The Norman Transcript

Features

March 17, 2010

CPR for kids: The new way

Norman — Since 2008, the American Heart Assn. has recommended a “hands only” approach to CPR, emphasizing the importance of performing rapid chest compressions on victims of sudden cardiac arrest.

The group decided to nix the mouth-to-mouth portion of cardiopulmonary resuscitation in part because studies show that it doesn’t improve overall survival, and in part to increase the odds that a bystander would perform any kind of CPR at all.

But a new study finds that the old-fashioned version of CPR is more effective at resuscitating children in cardiac arrest.

Japanese researchers examined the medical records of 5,170 minors (ages 17 and younger) who were treated by emergency medical personnel for an out-of-hospital cardiac arrest in the years 2005, 2006 and 2007. Unfortunately, only 9 percent of those children survived, and even fewer — 3 percent — had a “favorable neurological outcome.” But the ones who got CPR from a bystander stood a much better chance of preserving their neurological function than those who didn’t — 4.5 percent vs. 1.9 percent, according to a report being published online Wednesday by the journal Lancet.
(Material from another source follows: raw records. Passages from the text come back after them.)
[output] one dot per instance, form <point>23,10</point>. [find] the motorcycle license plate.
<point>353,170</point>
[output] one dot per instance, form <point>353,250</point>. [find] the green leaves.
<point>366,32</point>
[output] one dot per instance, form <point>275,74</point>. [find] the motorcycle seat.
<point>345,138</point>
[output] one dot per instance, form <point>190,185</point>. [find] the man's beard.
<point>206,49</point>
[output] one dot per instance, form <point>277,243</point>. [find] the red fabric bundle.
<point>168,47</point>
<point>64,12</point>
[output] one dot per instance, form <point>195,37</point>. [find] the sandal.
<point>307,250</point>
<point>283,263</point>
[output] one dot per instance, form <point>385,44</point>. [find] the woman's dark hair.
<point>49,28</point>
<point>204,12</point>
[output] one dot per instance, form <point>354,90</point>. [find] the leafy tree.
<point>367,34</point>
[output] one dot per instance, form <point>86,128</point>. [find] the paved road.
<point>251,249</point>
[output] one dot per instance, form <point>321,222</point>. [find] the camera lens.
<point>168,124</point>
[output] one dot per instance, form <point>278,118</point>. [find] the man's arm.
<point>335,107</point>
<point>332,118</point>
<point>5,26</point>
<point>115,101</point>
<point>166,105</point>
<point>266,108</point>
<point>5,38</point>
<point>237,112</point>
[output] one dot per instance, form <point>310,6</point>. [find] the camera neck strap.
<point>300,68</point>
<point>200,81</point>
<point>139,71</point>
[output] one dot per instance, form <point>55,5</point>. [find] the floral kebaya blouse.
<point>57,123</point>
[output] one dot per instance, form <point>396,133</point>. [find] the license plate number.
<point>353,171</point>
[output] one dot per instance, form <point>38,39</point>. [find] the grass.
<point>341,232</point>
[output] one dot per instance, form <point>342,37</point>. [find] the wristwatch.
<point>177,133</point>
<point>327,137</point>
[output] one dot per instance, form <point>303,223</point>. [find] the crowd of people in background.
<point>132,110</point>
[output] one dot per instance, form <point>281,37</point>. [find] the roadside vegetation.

The researchers also found that conventional CPR was more likely to result in a “favorable neurological outcome” than compression-only CPR. In their analysis, 7.2 percent of children given chest compressions and mouth-to-mouth had a good outcome, compared with 1.6 percent of kids who got compressions only.

In a commentary accompanying the study, Spanish researchers say the reason is probably that most cases of sudden cardiac arrest in children — 71 percent in the Japanese study and more than 90 percent in other studies — are probably caused by non-cardiac events. (Only about a third of cases in adults are thought to have non-cardiac origins.) In such cases, mouth-to-mouth resuscitation is helpful. When cardiac arrest has a cardiac cause, either type of CPR works equally well.

They conclude that bystanders should continue to provide traditional CPR to children in cardiac arrest.